First of all the Police motorbikes sped past followed by a number of cars. The sound of the TV helicopter heralded the arrival of the riders. A single bike was in the lead followed shortly behind by a large breakaway pursuing group. More police, and team cars followed before the arrival, a few minutes later of the peloton. It was all over in about 5 minutes.
The Council had arranged a number of activities in the park and had a large screen showing the TV broadcast of the race so I stopped to watch. They were going at some pelt and the race was over with the final sprint about 40 minutes after I’d seen them on Scool Lane. That was some going!
The stage was won by the Dutch rider, Mathieu van der Poel, who was also the overall winner of the race.
Last Thursday I had an appointment at the hospital – my annual visit to see the diabetes specialist. It was a beautiful, sunny – if cold! – winter’s morning so I decided to use the opportunity for a walk through the Plantations, there and back. Just 4 miles in total, but my first walk of the year.
My appointment showed that all was good – but I could do with losing a few kilograms – and I’d promised the consultant that I’d lose at least 2 kg by next year. So perhaps as well that I’ve decided to take up the 1000 mile challenge this year. I did quite a lot of walking in 2018 and although I logged the distances of my country walks I didn’t keep a proper log of total mileage, so I’ll need to do that this year.

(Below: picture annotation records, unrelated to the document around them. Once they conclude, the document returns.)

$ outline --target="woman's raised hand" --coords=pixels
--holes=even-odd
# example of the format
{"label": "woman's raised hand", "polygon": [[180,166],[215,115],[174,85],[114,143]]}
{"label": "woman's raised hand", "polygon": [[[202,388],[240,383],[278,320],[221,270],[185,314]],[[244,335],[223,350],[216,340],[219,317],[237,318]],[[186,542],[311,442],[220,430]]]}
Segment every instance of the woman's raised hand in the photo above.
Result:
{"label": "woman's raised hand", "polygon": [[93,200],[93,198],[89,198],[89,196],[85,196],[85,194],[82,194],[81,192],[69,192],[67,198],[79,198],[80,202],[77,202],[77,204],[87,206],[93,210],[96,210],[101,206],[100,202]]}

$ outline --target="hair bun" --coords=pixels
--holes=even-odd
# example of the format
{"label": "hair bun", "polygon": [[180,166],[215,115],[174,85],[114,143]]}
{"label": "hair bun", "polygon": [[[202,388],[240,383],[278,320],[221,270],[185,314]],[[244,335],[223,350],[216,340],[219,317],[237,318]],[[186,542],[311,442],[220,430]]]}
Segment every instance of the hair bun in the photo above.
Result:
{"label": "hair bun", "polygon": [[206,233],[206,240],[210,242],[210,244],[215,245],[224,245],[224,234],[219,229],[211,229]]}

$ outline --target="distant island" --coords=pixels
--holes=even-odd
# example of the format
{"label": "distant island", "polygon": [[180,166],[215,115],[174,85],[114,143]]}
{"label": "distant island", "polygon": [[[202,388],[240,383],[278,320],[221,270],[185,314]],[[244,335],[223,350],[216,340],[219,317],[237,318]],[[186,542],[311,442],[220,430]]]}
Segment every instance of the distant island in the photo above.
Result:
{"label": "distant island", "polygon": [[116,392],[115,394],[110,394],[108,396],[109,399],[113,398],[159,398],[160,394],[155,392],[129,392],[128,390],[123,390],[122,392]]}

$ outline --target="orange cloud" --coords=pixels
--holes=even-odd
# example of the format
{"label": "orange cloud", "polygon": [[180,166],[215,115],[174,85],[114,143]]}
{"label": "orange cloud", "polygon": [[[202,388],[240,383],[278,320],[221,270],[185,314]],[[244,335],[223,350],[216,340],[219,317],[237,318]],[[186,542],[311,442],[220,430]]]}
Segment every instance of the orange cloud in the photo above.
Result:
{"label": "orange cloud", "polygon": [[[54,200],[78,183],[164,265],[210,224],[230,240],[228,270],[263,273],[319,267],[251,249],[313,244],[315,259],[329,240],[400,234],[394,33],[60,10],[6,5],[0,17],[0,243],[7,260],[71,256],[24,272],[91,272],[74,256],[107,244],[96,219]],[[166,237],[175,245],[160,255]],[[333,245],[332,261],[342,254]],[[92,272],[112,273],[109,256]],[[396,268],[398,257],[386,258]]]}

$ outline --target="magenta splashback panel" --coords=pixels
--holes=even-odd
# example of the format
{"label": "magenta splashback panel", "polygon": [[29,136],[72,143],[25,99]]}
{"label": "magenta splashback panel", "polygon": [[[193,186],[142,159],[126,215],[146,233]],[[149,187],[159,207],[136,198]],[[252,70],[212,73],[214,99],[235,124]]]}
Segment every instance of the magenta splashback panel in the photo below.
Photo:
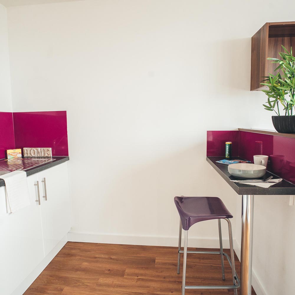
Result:
{"label": "magenta splashback panel", "polygon": [[51,148],[53,156],[68,156],[67,112],[13,113],[17,148]]}
{"label": "magenta splashback panel", "polygon": [[267,170],[295,184],[295,139],[247,131],[208,131],[207,156],[223,156],[227,141],[232,142],[234,156],[253,163],[255,155],[268,156]]}
{"label": "magenta splashback panel", "polygon": [[0,159],[3,159],[6,150],[15,147],[12,113],[0,112]]}
{"label": "magenta splashback panel", "polygon": [[225,142],[232,142],[232,155],[239,155],[238,130],[207,132],[207,155],[225,156]]}
{"label": "magenta splashback panel", "polygon": [[0,159],[6,150],[51,148],[53,156],[68,156],[67,112],[0,112]]}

I needed to set some ground rules. I’ll not count “everyday” miles like walking into Wigan for shopping. But I’ll count mooching / street haunting around Manchester, Liverpool and other towns and cities. I’ll measure my mileage using my phone app rather than map miles, as that takes account of the distance associated with walking up and down hill.
So that’s my first 4 miles done. A lot more effort needed if I’m to hit the target.